Some people just don't want to be that deep into the things of the world. A lot of people just want to live a simple life and not get entangled in the system of the world for fear of losing themselves.

But anyway, keep on being a light where you are, influencing people to believe In Christ and have His character.

Reactions: Like 2


----------



## Pergamum (May 6, 2021)

Some people do strike us as particular objects of our prayers. We see the potential and just wish so much they would believe. We should not push these burdens down and ignore them but use the burden as a reason to pray for this specific person and to seek out opportunities to bless them. There are 7 billion people in this world, but God often points out 1 in particular for us to pray for, and we should obey this burden. God uses such means to save souls. Please Lord, save this lady.

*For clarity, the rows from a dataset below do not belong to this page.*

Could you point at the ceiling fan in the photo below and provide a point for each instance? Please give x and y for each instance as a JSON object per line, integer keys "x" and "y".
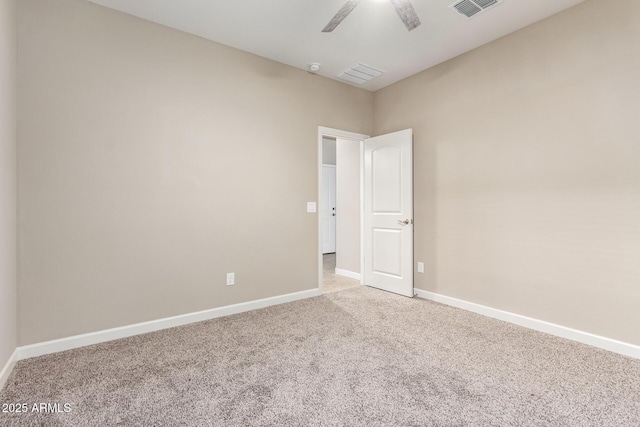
{"x": 404, "y": 8}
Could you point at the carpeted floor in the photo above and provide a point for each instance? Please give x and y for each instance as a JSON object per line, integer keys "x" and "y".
{"x": 331, "y": 281}
{"x": 357, "y": 357}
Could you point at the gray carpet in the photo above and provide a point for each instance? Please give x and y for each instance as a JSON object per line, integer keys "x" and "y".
{"x": 358, "y": 357}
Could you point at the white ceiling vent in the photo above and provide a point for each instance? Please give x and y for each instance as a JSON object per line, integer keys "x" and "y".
{"x": 360, "y": 74}
{"x": 471, "y": 8}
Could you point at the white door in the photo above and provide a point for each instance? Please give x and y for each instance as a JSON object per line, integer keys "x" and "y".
{"x": 328, "y": 209}
{"x": 388, "y": 212}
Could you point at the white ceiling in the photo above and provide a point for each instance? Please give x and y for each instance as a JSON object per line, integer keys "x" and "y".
{"x": 289, "y": 31}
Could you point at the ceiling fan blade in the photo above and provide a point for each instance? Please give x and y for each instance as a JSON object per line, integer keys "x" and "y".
{"x": 407, "y": 13}
{"x": 342, "y": 13}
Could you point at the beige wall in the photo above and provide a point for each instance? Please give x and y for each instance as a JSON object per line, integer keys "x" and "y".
{"x": 8, "y": 196}
{"x": 152, "y": 162}
{"x": 527, "y": 170}
{"x": 348, "y": 205}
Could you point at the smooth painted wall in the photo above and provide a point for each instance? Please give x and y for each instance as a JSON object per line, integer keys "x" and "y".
{"x": 348, "y": 205}
{"x": 152, "y": 162}
{"x": 328, "y": 151}
{"x": 8, "y": 189}
{"x": 527, "y": 170}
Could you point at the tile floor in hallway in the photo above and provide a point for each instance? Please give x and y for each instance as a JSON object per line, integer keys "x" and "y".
{"x": 331, "y": 281}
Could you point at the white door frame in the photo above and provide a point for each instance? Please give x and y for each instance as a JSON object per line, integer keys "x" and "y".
{"x": 337, "y": 133}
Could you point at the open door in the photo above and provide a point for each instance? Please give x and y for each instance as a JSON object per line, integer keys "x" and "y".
{"x": 388, "y": 212}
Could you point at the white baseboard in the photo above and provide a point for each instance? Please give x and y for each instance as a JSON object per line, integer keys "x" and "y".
{"x": 620, "y": 347}
{"x": 347, "y": 273}
{"x": 77, "y": 341}
{"x": 8, "y": 368}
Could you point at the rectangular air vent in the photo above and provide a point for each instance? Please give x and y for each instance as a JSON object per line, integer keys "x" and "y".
{"x": 360, "y": 74}
{"x": 471, "y": 8}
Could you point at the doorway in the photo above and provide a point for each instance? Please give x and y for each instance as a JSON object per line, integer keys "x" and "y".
{"x": 340, "y": 208}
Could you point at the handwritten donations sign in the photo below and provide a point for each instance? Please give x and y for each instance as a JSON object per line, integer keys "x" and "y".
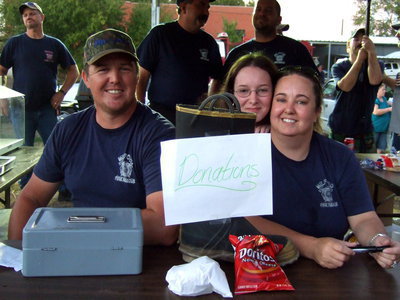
{"x": 216, "y": 177}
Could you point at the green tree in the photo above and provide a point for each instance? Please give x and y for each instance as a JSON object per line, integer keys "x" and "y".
{"x": 383, "y": 14}
{"x": 72, "y": 21}
{"x": 235, "y": 36}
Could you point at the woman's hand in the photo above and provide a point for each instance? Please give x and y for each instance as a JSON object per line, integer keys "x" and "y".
{"x": 331, "y": 253}
{"x": 389, "y": 257}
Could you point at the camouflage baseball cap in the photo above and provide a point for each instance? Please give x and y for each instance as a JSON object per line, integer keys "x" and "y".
{"x": 106, "y": 42}
{"x": 31, "y": 5}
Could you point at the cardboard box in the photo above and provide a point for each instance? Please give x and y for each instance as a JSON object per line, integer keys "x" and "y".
{"x": 83, "y": 241}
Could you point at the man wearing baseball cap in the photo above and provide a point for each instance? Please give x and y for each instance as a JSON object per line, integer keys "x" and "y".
{"x": 357, "y": 80}
{"x": 394, "y": 84}
{"x": 108, "y": 154}
{"x": 178, "y": 58}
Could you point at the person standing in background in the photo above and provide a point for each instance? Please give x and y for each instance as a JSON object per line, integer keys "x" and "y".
{"x": 178, "y": 58}
{"x": 357, "y": 81}
{"x": 34, "y": 58}
{"x": 282, "y": 50}
{"x": 381, "y": 119}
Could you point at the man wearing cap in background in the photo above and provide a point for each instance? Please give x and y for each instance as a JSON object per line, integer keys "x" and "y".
{"x": 395, "y": 86}
{"x": 178, "y": 58}
{"x": 357, "y": 80}
{"x": 109, "y": 154}
{"x": 34, "y": 58}
{"x": 282, "y": 50}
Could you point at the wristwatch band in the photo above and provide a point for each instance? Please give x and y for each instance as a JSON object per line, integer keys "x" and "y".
{"x": 372, "y": 240}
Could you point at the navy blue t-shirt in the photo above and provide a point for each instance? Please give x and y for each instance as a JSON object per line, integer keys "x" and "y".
{"x": 282, "y": 50}
{"x": 315, "y": 196}
{"x": 106, "y": 167}
{"x": 181, "y": 64}
{"x": 34, "y": 63}
{"x": 352, "y": 113}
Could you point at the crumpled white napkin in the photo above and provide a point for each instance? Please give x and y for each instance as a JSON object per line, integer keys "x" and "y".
{"x": 201, "y": 276}
{"x": 10, "y": 257}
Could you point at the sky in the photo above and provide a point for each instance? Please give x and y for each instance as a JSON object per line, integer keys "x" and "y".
{"x": 318, "y": 19}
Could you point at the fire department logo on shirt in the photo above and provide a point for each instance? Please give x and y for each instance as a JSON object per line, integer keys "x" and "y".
{"x": 125, "y": 163}
{"x": 204, "y": 54}
{"x": 280, "y": 58}
{"x": 49, "y": 56}
{"x": 326, "y": 189}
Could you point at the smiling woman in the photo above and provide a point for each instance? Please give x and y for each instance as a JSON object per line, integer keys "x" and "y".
{"x": 321, "y": 174}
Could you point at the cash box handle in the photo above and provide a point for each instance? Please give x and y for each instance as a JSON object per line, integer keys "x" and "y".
{"x": 86, "y": 219}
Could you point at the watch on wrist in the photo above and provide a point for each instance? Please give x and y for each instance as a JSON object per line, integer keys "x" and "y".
{"x": 372, "y": 240}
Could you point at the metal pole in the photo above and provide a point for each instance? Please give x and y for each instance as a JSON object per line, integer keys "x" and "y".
{"x": 155, "y": 13}
{"x": 368, "y": 17}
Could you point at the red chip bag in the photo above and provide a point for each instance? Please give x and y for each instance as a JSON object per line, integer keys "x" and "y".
{"x": 255, "y": 266}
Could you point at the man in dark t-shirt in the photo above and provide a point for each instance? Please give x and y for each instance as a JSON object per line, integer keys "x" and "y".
{"x": 282, "y": 50}
{"x": 178, "y": 59}
{"x": 34, "y": 58}
{"x": 109, "y": 154}
{"x": 357, "y": 80}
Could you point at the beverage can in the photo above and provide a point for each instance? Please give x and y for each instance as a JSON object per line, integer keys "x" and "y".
{"x": 349, "y": 142}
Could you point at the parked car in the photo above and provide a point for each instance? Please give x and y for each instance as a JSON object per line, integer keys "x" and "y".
{"x": 328, "y": 104}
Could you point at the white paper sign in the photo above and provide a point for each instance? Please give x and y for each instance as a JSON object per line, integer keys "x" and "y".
{"x": 216, "y": 177}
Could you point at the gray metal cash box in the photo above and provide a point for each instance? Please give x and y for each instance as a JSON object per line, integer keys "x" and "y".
{"x": 83, "y": 241}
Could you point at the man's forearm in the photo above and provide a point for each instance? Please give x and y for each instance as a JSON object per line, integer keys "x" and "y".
{"x": 348, "y": 81}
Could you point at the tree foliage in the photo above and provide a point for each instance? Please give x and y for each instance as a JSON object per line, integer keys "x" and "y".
{"x": 230, "y": 2}
{"x": 383, "y": 14}
{"x": 139, "y": 23}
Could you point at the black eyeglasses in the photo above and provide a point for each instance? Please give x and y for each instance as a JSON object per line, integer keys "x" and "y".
{"x": 244, "y": 92}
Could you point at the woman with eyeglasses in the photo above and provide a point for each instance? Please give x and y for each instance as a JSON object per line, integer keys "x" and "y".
{"x": 251, "y": 79}
{"x": 319, "y": 188}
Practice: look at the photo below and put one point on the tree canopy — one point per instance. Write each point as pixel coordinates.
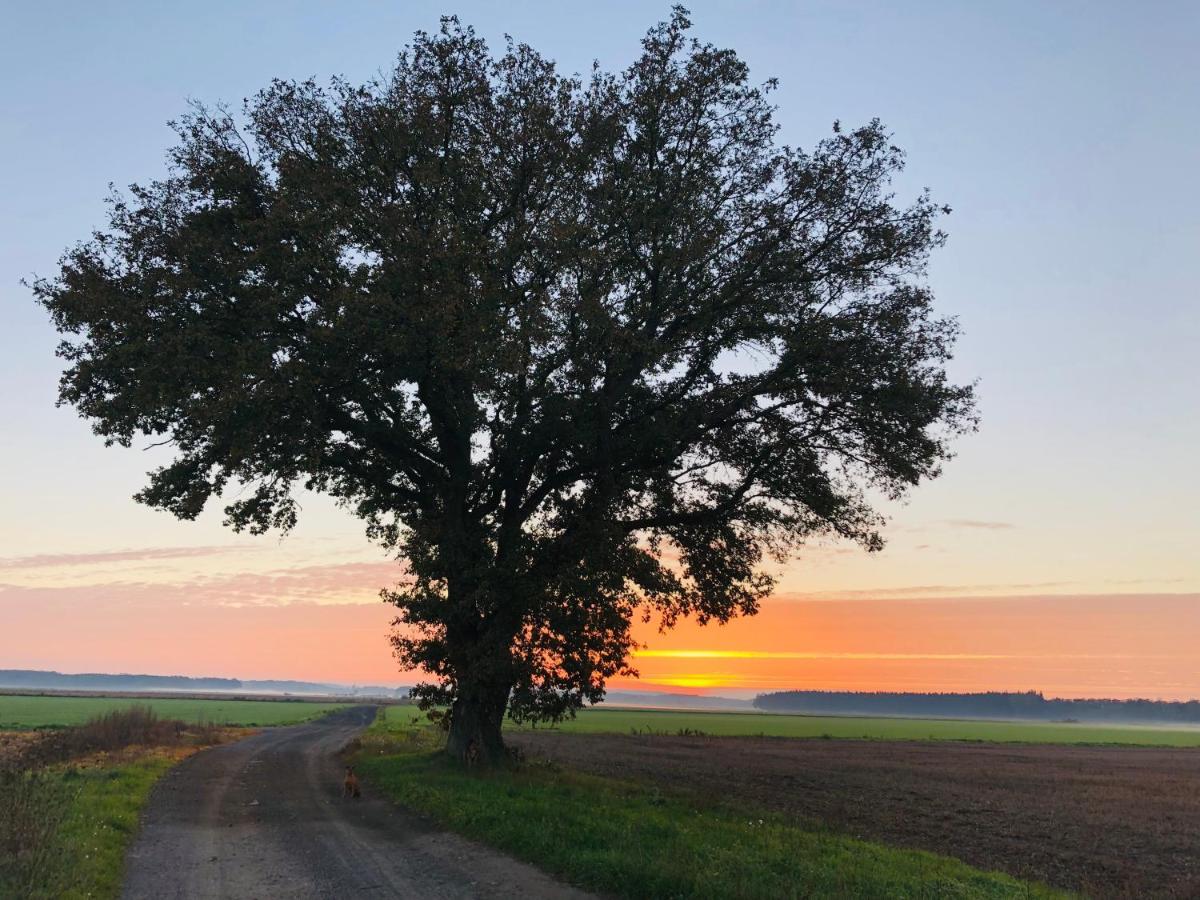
(577, 349)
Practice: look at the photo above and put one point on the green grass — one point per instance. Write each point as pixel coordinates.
(100, 819)
(634, 841)
(34, 712)
(829, 726)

Reactions: Like 1 | Amen 2


----------



## Miss Marple (May 6, 2021)

I drive a taxi

Reactions: Like 3 | Love 1


----------



## C. M. Sheffield (May 6, 2021)

dnlcnwy said:


> Pray for her and for me.


It seems clear from your post that you are fond of this woman. That said, keep a close watch on yourself in your dealings with her. I say that as a man who pastors a church full of wonderful women of whom I am very fond. 1 Timothy 5:2 must always be our rule.

Reactions: Like 1


----------



## dnlcnwy (May 7, 2021)

Well, as long as we are on the subject of relationships between men and women, I should write about this. As a single man, I often get the opportunity to present the gospel or talk of spiritual matters with women. I ALWAYS am clear that the conversation is about their relationship with God, but too often they get the idea that the conversation is about their relationship with me. I am aware of some very painful misunderstandings that some of these poor souls have had about my intentions and I don't know what to do about it. I can't get anyone to come out and do outreach with me because I am doing this during working hours. C. M. is right, I am fond of everyone I talk to, but for right now I am content to know the love of Christ in my life and I don't feel a need to actively pursue a courtship. PLEASE pray for me about this.

Reactions: Praying 1


----------



## Pergamum (May 7, 2021)

No worries you two guys...it is ok if ugly men evangelize women.


----------